El hombre blanco se servirá de mi muerte, como se ha servido de mí en vida: yo encarno a sus ojos, el «odio», encarnación cómoda pues le permite negar la verdad, negar que lo único que he hecho es darle al hombre blanco su propio espejo, a fin de mostrarle los crímenes abominables de su raza contra mi raza.
Ya veréis.

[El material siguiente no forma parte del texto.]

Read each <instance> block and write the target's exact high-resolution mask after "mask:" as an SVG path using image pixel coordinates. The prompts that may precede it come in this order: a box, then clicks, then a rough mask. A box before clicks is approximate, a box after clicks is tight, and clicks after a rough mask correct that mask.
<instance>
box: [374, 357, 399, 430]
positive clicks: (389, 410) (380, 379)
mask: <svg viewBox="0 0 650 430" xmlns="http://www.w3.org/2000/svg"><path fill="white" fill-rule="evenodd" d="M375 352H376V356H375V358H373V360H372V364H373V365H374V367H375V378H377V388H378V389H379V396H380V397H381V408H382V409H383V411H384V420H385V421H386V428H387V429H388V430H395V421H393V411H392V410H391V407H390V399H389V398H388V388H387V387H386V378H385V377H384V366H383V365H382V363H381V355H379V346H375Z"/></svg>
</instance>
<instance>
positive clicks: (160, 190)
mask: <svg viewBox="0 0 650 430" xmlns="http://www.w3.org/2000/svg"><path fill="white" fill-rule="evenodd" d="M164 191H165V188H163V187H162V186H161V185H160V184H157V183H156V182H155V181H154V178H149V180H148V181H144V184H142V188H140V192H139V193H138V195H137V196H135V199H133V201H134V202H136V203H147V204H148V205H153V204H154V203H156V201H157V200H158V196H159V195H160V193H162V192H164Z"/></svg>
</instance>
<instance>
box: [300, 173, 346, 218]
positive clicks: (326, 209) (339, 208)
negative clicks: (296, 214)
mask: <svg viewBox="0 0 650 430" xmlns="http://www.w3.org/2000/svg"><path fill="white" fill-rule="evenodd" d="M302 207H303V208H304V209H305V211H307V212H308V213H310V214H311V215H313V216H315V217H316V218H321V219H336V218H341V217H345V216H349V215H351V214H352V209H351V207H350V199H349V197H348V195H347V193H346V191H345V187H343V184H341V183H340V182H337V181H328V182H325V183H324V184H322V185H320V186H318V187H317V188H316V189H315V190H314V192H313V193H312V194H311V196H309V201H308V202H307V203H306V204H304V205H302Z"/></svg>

En el mejor de los casos, me pegarán la etiqueta de «negro irresponsable». Los leaders negros «responsables» son precisamente los que no obtienen nunca ningún resultado.
Yo he obtenido algunos. Desde que soy, en cierta manera, un leader de los negros americanos, cada nueva ofensiva, cada nuevo contrataque del hombre blanco me ha afianzado: cuanto más me atacaban, más seguro estaba de ir por buen camino, y de obrar en favor de los negros. Al defender sus posiciones, el racista blanco me ha certificado que yo ofrecía al hombre negro algo de válido.
Sí, he amado mi papel de «demagogo». Sé que muchas sociedades asesinan a los hombres que les han ayudado a cambiar. Si muero habiendo aportado alguna luz, alguna partícula de verdad, si muero habiendo contribuido a destruir el cáncer americano, todo el mérito se debe a Allah. A mí atribuidme sólos los errores.